Light cigarettes marketed by Phillip Morris Tobacco Inc. actually delivered higher levels of cancer-causing tar and nicotine, a former scientist for the company testified on the second day of a class-action lawsuit against the maker of the brands Marlboro and Cambridge Light.
William Farone, former director of applied research at Philip Morris, testified for the plaintiffs Wednesday. The $7.7 billion lawsuit alleges that the cigarette maker defrauded consumers who wrongly believed they were getting less tar and nicotine from the light brands.
It is the first of several consumer fraud lawsuits pending over light cigarettes, which Farone testified are actually worse for the consumer than regular cigarettes.
The only difference between regular and light cigarettes, he said, is that light cigarettes have a series of ventilation holes in the filter that trick the machines used by the Federal Trade Commission into reading lower tar and nicotine levels. However, when people smoke the light cigarettes, their lips cover the holes.
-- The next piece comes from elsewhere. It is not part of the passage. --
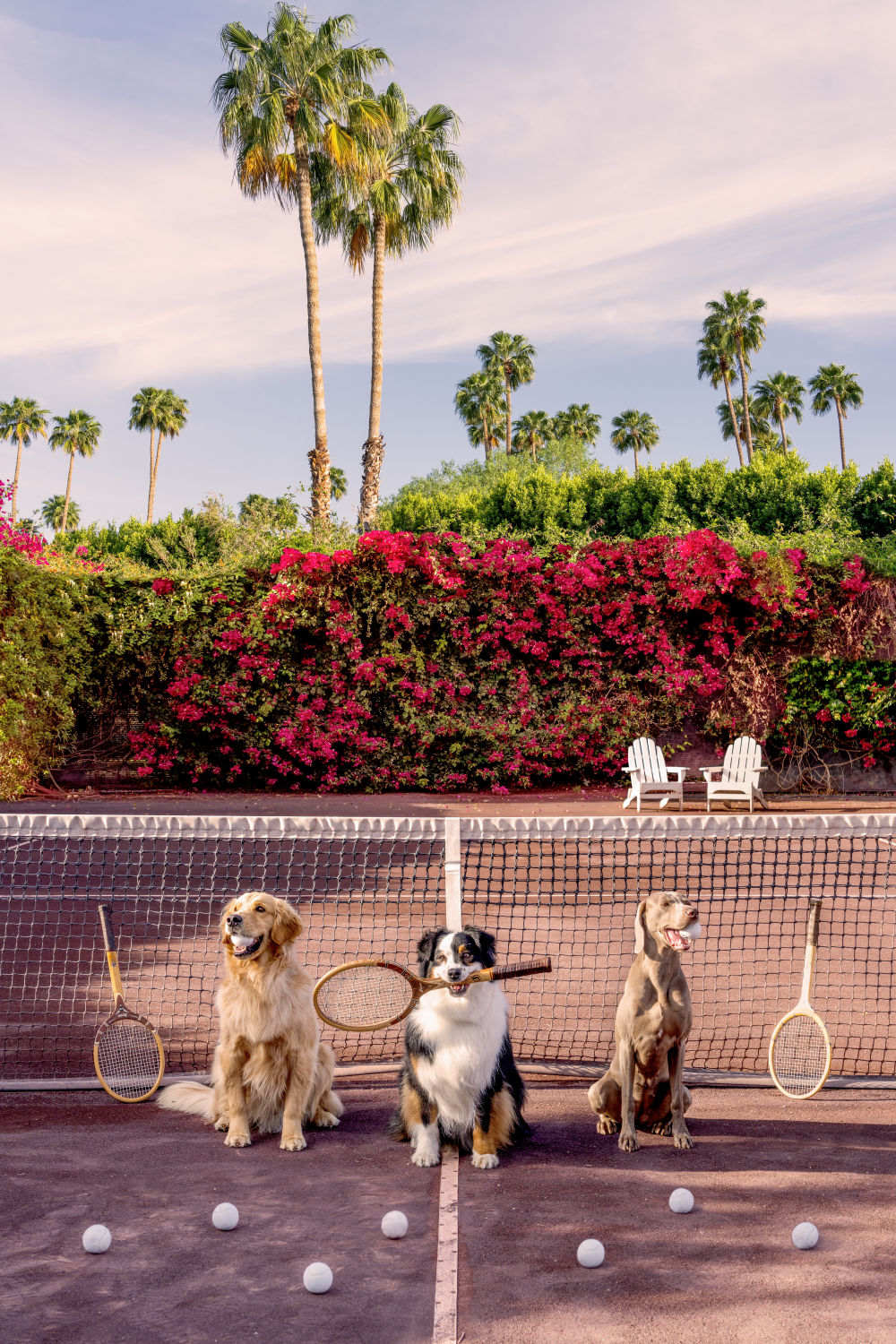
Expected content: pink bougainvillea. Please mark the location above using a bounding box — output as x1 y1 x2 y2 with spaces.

They inhale more deeply to get the nicotine and end up exposing themselves to more tar, he said.
Farone also testified that Philip Morris had the technology to produce a light cigarette that was actually lower in toxins than regular cigarettes, but without the high nicotine levels to maintain addiction, the cigarettes did not sell.
“I’m not doing this because I hate Philip Morris,” Farone said outside the courtroom. “I’m doing this because I don’t want people to die from smoking cigarettes.”
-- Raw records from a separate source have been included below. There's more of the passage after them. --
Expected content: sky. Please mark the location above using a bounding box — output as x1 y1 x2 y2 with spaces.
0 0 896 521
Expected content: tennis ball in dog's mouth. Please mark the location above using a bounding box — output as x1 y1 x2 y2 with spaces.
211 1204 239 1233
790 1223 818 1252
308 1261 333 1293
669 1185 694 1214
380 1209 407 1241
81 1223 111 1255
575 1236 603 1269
Plaintiffs attorney Stephen Tillery also showed the now-famous clip of seven tobacco executives testifying before Congress in 1994 that they believed nicotine is not addictive, including William Campbell, then president of Philip Morris.
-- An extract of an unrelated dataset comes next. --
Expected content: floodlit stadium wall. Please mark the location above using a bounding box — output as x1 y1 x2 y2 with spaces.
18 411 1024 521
“It’s one thing if (light cigarettes) are just as bad that’s fraud,” Tillory said. “If they’re worse than regular cigarettes, that’s awful.”
Defense attorney George Lombardi of Winston & Strom of Chicago moved to exclude Farone’s testimony, but was overruled by Circuit Judge Nicholas Byron.
Earlier in the day, Lombardi gave his opening statement, in which he said the suit was not a case about physical injury, because none of the plaintiffs have smoking-related illnesses.
“In essence, what they’re seeking is their money back,” Lombardi said.
Lombardi argued that Philip Morris followed FTC regulations by publicizing the tar levels recorded in their tests.
“There’s not a safe cigarette,” Lombardi said. “Cigarettes are dangerous. That’s why we have warnings on them.”
Lombardi showed government-sponsored public service announcements urging smokers to switch to “low-tar” cigarettes. He also said the plaintiffs can’t prove how much tar they inhaled or financial losses from smoking light cigarettes, and pointed out that all of the plaintiffs still smoke Marlboro Lights.
Farone’s testimony will continue Thursday.